In order to achieve this goal, the BRACE Program is analyzing the current and projected future impacts of climate on health. The program will be developing a Florida climate and health adaptation plan. What FSU recommends in order to adapt to climate variability will help communities plan for these events and will help to lessen the impacts from climate-sensitive health outcomes now and in the future. The BRACE Program is also working to increase public awareness of climate-sensitive health outcomes and to promote healthy actions to reduce risk.
- BRACE Framework
- Priority Hazards
- Vulnerability Assessment
Step 1: Forecasting Climate Impacts and Assessing Vulnerabilities
Step 2: Projecting the Disease Burden
Step 3: Assessing Public Health Interventions
Step 4: Developing and Implementing a Climate and Health Adaptation Plan
Step 5: Evaluating Impact and Improving Quality of Activities
Priority climate hazards for the BRACE Program include hurricanes and other storms, sea level rise, flooding, drought, extreme heat, and wildland fires. The BRACE Program is developing a series of climate and health profiles that will identify and describe key risk factors and health impacts anticipated in Florida.
Priority Hazard Profiles
Touchstone Event Summaries
The BRACE Program has also developed a series of touchstone event summaries that highlight exceptional weather events and related health outcomes in Florida. Experiences and memories from historical events can highlight the importance of public health preparedness and adaptation planning.

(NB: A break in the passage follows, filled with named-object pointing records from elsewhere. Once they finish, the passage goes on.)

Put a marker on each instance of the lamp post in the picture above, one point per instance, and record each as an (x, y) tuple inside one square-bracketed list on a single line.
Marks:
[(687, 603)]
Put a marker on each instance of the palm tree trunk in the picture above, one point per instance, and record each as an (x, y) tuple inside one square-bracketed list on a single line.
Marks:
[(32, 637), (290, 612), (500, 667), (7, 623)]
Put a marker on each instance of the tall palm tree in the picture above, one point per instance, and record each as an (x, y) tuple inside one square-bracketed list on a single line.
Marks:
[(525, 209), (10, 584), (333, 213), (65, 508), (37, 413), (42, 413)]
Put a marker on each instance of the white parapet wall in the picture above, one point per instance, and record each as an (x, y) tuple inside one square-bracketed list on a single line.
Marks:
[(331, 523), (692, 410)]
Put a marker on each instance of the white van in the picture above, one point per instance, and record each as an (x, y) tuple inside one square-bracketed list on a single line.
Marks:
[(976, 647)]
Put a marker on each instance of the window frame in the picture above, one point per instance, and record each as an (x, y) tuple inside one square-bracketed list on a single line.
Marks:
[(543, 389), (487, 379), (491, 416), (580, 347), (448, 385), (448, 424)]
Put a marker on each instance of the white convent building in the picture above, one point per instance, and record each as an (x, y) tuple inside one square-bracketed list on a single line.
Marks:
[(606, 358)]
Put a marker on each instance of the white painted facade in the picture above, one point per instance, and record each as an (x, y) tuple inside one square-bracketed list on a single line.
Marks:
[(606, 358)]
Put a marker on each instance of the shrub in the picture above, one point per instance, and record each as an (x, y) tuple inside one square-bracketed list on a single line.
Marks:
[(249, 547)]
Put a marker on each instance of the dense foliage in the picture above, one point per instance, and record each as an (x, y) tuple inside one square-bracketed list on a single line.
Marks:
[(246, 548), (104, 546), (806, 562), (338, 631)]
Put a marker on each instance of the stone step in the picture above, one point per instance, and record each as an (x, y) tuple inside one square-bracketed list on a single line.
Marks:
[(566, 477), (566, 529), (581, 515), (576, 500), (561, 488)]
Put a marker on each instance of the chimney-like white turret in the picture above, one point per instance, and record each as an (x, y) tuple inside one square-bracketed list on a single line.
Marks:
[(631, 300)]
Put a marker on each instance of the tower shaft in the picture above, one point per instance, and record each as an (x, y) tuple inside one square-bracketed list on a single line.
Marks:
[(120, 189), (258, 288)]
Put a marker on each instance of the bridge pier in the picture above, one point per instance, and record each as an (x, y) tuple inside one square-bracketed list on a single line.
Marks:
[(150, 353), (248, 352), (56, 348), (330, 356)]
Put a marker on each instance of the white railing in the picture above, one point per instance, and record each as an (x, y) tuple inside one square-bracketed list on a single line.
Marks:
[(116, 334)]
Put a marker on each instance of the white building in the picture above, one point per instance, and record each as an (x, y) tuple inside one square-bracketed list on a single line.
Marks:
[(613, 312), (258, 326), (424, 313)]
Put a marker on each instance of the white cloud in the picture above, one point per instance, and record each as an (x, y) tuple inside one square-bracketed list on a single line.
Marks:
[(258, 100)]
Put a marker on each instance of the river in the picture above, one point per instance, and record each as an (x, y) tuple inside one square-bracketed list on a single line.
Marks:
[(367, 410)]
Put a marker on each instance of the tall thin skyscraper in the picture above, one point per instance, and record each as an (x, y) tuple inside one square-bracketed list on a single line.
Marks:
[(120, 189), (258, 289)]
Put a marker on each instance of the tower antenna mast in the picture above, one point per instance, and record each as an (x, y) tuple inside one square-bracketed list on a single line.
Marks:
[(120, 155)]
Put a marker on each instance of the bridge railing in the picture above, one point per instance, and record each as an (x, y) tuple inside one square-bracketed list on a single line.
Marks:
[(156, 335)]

What is a vulnerability assessment?
Vulnerability assessments serve as a tool to identify populations and geographic regions that may be at risk so that communities can become more prepared and resilient to hazards, like extreme weather.
The BRACE Program collaborated with the University of South Carolina Hazards and Vulnerability Research Institute (HVRI) to produce a vulnerability assessment for seven priority hazards.
Existing climate scenarios project heat, drought, and sea level rise vulnerability to the year 2100 with a high, medium, and low range of outcomes for these three hazards. Hurricane winds, storm surge, flooding, and wildland fire are more difficult to project into the future due to a significantly smaller geographic impact. For these four hazards, probability indexes were used in conjunction with historical patterns to explain possible changes to Florida’s long-term weather.
To quantify social and medical vulnerability to these priority hazards, HVRI employed the Social Vulnerability Index (SoVI) and the Medical Vulnerability Index (MedVI). These indexes were used in conjunction with hazard maps to visually display the intersection of the social vulnerability to hazards as well as the medical vulnerability to hazards throughout the State.
Climate-Sensitive Hazards Report
Climate-Sensitive Hazards: Chapter Downloads
BRACE Program staff work with many partners within the DOH, other state agencies, climatologists, emergency managers, university researchers, non-profits, and planners who are developing and implementing climate adaptation plans and programs. The BRACE technical advisory group, a group that provides advice and input to the program, is composed of experts working at the state, regional, and local level across Florida. The Centers for Disease Control and Prevention (CDC) National Center for Environmental Health, Climate-Ready States and Cities Initiative supports the Florida BRACE Program.